I have two expression to validate the email ID
#1 "^[a-zA-Z0-9_\\+-]+(\\.[a-zA-Z0-9_\\+-]+)*@[a-zA-Z0-9-]
+(\\.[a-zA-Z0-9-]+)*\\.([a-zA-Z]{2,4})$"

#2 "Regex.IsMatch(viewmodel.Email, @"^[\w-\.]+@([\w-]+\.)+[\w-]{2,4}$)"


The Problem is #1 validation expression always successful. But #2 validation expression is fail in some case.

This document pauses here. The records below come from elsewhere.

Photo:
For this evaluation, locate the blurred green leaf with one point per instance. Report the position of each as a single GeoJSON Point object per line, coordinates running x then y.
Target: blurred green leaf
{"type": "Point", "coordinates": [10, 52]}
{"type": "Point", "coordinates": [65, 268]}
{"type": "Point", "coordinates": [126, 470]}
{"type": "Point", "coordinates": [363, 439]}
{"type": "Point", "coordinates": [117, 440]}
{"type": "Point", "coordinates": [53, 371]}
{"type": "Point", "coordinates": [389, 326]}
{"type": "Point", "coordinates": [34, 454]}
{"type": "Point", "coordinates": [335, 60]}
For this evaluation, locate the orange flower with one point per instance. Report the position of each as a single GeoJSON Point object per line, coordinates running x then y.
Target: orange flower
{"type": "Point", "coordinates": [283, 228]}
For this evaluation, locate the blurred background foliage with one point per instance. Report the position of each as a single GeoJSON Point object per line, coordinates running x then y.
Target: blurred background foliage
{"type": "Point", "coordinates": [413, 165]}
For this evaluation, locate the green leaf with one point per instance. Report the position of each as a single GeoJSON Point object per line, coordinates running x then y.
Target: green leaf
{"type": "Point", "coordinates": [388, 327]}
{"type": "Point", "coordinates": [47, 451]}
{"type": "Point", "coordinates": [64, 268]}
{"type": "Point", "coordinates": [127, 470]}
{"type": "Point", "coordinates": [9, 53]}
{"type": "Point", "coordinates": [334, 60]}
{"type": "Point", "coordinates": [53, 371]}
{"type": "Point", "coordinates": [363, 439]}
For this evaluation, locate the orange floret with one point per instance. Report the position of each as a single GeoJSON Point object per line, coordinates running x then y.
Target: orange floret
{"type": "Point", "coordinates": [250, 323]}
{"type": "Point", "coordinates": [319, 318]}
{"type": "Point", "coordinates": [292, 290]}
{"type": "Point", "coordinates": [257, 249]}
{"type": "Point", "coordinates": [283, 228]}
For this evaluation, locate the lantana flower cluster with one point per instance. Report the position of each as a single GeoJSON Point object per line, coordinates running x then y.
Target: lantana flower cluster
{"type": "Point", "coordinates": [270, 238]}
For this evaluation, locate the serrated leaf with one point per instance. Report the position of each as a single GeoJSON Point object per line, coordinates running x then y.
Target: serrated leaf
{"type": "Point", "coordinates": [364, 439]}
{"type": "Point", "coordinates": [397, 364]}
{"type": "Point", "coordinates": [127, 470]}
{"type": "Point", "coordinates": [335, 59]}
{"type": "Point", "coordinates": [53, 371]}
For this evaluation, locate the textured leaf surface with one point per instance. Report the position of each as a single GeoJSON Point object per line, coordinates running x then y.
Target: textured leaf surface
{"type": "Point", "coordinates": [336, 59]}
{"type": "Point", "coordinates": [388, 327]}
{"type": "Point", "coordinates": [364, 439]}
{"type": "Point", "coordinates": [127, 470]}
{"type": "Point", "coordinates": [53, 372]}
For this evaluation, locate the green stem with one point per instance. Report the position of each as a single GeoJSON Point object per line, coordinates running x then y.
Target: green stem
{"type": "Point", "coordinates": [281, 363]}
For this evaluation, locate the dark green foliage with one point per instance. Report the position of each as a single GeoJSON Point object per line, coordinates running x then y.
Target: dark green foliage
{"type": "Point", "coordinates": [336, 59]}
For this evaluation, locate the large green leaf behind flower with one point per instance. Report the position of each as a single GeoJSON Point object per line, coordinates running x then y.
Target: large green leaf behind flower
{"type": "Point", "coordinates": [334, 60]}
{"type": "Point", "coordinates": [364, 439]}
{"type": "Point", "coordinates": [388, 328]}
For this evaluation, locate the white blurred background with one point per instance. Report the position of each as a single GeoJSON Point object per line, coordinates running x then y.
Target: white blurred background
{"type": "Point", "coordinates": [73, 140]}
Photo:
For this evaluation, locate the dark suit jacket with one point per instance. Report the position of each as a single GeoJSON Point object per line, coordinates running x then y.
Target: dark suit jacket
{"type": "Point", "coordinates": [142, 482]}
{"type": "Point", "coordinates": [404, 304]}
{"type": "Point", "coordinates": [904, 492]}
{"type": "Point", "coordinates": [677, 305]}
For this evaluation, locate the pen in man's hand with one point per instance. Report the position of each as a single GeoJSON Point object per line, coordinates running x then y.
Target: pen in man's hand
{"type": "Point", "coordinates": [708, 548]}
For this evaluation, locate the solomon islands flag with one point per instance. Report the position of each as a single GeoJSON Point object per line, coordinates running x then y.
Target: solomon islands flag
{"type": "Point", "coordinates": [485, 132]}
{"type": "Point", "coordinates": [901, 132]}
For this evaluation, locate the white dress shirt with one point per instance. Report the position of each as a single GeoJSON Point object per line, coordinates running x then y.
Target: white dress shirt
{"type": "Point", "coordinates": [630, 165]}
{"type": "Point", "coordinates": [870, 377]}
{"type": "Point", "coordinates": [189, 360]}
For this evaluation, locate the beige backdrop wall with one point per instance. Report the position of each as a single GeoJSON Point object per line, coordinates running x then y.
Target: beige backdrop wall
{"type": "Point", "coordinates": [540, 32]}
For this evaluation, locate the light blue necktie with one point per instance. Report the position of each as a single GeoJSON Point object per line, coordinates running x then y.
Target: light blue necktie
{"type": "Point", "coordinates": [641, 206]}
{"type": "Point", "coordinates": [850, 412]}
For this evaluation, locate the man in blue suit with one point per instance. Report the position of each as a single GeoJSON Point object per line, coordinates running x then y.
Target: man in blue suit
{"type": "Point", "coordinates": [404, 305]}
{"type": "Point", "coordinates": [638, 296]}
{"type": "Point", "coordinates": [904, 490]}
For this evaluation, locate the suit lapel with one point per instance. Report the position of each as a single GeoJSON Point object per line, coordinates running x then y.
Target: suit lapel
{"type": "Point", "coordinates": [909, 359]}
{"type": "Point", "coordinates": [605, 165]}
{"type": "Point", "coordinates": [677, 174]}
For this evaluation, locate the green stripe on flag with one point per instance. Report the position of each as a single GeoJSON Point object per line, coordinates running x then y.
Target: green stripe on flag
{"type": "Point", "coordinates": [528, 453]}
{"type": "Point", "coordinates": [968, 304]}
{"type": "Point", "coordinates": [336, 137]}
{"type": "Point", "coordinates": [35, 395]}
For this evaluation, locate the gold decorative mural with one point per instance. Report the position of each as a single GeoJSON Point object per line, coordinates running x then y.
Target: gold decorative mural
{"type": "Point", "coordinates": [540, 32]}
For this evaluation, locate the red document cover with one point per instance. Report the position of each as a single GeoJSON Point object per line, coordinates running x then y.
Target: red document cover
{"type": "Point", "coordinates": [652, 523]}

1. why expression #2 is fail
2. Which expression ( #1 and #2) is best to use

Please help in this issue.

Thanks,
Shanmuga Raja

What I have tried:

I dont Know why "Regex.IsMatch(viewmodel.Email, @"^[\w-\.]+@([\w-]+\.)+[\w-]{2,4}$)" gets fail.
Posted
Updated 12-Sep-22 17:42pm

1 solution

I dont Know why "Regex.IsMatch(viewmodel.Email, @"^[\w-\.]+@([\w-]+\.)+[\w-]{2,4}$)" gets fail.

Mismatched brackets.
The expression you pass to Regex contains a spurious ')' at the end which the expression evaluator doesn't understand.

But...I wouldn't use a regex for this: you can get long TLDs which don;t fit in three of four characters: ".museum" for example, so restricting TLD to 2 or 4 characters is a bad idea. Also, a domain can contain '.' as either part of the name: "mobile.mydomain.com" or part of the "country code": "mydomain.co.uk" so you need to allow for that.

Microsoft recommend using the MailAddress Class (System.Net.Mail)[^] constructor to check for valid names: How to: Verify that Strings Are in Valid Email Format[^] - see the NOTE section.